Qasiir strode as though on a movie set, cameras rolling to catch every one of his antics. The combination of boots and Stetson made him appear taller; he put on a tough expression, thumbs stuck deep into his ammunition belt, teeth biting down on a chewing-stick the size of a cigarillo. Jeebleh imagined a harmonica being played nearby, and Clint Eastwood making a cameo appearance. For all his posturing, he struck Jeebleh as a youth who had come through muck, in which he wallowed; death, which he courted without fear; and humiliation, which he fought hard to subdue in his own way.

His voice firm, on edge, and low, Dajaal told Qasiir that he was fed up to the back teeth with his tomfoolery. “Send your sidekicks away, and follow us to your mother’s house, pronto!”

But first Dajaal made a detour to the spot where the helicopter had fallen that October afternoon in 1993. The place looked like any other in a dusty city where furious wars raged. Here, however, there were pieces of metal, once part of a war machine — elegant, noisily powerful, and threatening when up in the air, but unimaginably ugly when fallen and dismantled. A group of rowdy children kicking up a storm of dust abruptly suspended their ball game at Dajaal’s bidding, and they gathered close to him and Jeebleh. The children were curious about Jeebleh; they understood he was a visitor to the city. They guessed that he, like a number of other strangers before him, was calling on the disturbed girl and her mother who lived nearby, casualties of a battle that didn’t concern them.

Qasiir joined them now, and for Jeebleh’s benefit pointed out the battle lines: to the right, where the fighters supporting StrongmanSouth had been, and to the left, where the Americans had been. In a wall improvised from sheets of zinc, they could see evidence of liberal hits from all sides, by bullets of all sizes.

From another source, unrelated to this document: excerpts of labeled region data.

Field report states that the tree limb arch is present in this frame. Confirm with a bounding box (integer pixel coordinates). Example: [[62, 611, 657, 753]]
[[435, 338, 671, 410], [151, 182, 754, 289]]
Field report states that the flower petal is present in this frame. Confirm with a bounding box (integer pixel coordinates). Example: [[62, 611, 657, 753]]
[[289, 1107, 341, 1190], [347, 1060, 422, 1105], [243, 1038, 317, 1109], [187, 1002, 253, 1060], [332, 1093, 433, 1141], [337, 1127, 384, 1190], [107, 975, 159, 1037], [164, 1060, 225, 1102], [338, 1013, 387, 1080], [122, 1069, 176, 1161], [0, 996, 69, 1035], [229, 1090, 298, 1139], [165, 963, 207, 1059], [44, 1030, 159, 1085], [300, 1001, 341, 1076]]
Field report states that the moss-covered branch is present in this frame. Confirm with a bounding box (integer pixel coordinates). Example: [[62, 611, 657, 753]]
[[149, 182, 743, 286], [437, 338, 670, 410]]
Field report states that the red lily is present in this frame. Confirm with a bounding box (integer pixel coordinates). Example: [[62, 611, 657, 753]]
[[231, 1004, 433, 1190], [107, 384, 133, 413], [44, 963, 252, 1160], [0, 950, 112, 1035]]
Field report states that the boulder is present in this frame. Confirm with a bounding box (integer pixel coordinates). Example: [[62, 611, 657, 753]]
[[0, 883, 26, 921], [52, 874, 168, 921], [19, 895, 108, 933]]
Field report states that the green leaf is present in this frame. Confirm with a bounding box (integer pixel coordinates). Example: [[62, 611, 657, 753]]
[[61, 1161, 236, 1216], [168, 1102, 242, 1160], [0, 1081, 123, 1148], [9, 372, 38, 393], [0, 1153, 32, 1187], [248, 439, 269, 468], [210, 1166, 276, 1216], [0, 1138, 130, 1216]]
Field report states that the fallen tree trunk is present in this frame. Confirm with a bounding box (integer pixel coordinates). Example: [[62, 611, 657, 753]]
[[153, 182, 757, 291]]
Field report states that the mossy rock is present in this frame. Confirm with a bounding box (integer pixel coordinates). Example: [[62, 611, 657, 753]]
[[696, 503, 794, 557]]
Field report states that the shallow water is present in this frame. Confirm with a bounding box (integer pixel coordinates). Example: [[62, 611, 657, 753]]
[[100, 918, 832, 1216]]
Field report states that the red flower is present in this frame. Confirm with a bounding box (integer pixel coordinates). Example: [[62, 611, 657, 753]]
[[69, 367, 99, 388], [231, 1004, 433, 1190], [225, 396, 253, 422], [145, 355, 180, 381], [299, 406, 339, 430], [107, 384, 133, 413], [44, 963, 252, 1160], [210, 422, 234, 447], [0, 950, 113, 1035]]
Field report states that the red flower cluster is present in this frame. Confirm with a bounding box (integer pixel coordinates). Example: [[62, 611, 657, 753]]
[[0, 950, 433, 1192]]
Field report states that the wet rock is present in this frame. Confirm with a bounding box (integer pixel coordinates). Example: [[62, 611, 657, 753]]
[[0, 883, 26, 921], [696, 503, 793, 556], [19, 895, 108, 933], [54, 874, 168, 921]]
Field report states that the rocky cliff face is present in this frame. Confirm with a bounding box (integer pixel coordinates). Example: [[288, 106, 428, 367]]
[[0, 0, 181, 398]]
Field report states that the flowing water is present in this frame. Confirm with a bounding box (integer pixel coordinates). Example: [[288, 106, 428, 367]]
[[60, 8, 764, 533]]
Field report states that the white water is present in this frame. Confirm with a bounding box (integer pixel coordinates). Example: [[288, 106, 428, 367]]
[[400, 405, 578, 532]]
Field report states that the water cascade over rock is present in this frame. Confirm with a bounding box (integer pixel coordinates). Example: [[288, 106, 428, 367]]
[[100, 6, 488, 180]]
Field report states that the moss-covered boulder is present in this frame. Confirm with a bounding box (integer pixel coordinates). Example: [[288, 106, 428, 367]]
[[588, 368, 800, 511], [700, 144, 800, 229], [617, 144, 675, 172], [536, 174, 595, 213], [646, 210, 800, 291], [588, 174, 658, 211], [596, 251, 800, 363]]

More children joined the group, and a handful of adults came out of their shacks. Dajaal ushered Jeebleh away from the curious onlookers, and led the way to the compound where Qasiir’s brain-damaged sister and her mother awaited them. Just as they reached the gate, a cat came out from underneath, flattening against the ground to avoid being cut by protruding nails.

It dawned on Jeebleh that he was acting out of character: there was nothing to gain from a visit to the little girl and her mother. No doubt, they had suffered as casualties of a senseless battle, and had survived huge personal ordeals. But he didn’t wish to cut the figure of the war tourist, making a voyeuristic study of a sordid aspect of a sad war that shouldn’t have taken place at all. Everything seemed more ominous as they moved into the compound, Dajaal holding back as tradition demanded, stopping outside and announcing “Hoodi!” and awaiting his daughter-in-law’s welcoming “Hodeen!” before going any further. Qasiir entered the squat building without ceremony. A moment later, music came at them from inside, James Brown screeching, hooting, and grunting to the timbre of his soul.